The Second Treatise on the Perfections – 2685
Precepts with right livelihood as the eighth (
ājīvaṭṭhamaka-sīla
) include three
moral physical actions: abstaining from killing, stealing and indulging in
wrongful sexual intercourse; four moral verbal actions: abstaining from lying,
malicious speech, using harsh, abusive words and frivolous talk; and, finally,
abstaining from wrong livelihood.
The Path to Purification (
Visuddhi-magga
) states that the set of eight precepts
including right livelihood (
ājīvaṭṭhamaka-sīla
) may also be termed morality
which forms the beginning of the life of purity (
ādi-brahma-cariyaka-sīla
) as it
includes precepts which are to be fulfilled in the initial stage of developing the
noble path.
This commentary statement is likely to be misinterpreted by some as to mean
that only the eight precepts including right livelihood (
ājīvaṭṭhamaka-sīla
) are
the precepts which should be observed first for the attainment of the path. There
have even appeared some groups which maintained that the five precepts, the
eight precepts and the ten precepts, which are generally observed at present, are
not the initial precepts which should be observed for the attainment of the path.
On the other hand, there are some people who say that they have not even heard
of this strange code of morality called the eight precepts including right
livelihood (
ājīvaṭṭhamaka-sīla
); it could not have been taught by the Buddha; it
may be a later accretion of no particular worth.
As a matter of fact, the eight precepts including right livelihood is certainly a
precept taught by the Buddha himself. The Path to Purification (
Visuddhi-magga
)
quotes the Great Discourse on the Six Sense Spheres (
Mahā-saḷāyatanika-sutta
,
MN 149):
Tenāha pubbeva kho panassa kāya-kammaṁ vacī-kammaṁ ājīvo
suparisuddho hotī ti
, “therefore it was said their actions of body, speech and
livelihood have been properly purified earlier,” to show that the Buddha taught
the set of precepts with right livelihood as the eighth.

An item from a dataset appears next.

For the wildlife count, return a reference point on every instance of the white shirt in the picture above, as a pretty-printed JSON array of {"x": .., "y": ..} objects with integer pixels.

The Buddha made his appearance in the world at a time when it was enveloped
in the dark mass of evil forces. People were depraved, bereft of morality,
steeped as they were in evil thoughts, words and deeds. When the Buddha
wanted to inculcate in those wild, debased beings a sense of gentle civility
through the practice of morality, he had to select a moral code from amongst
various sets of precepts which would best suit their coarse minds. He thus taught
them at the initial stages the set of precepts with right livelihood as the eighth.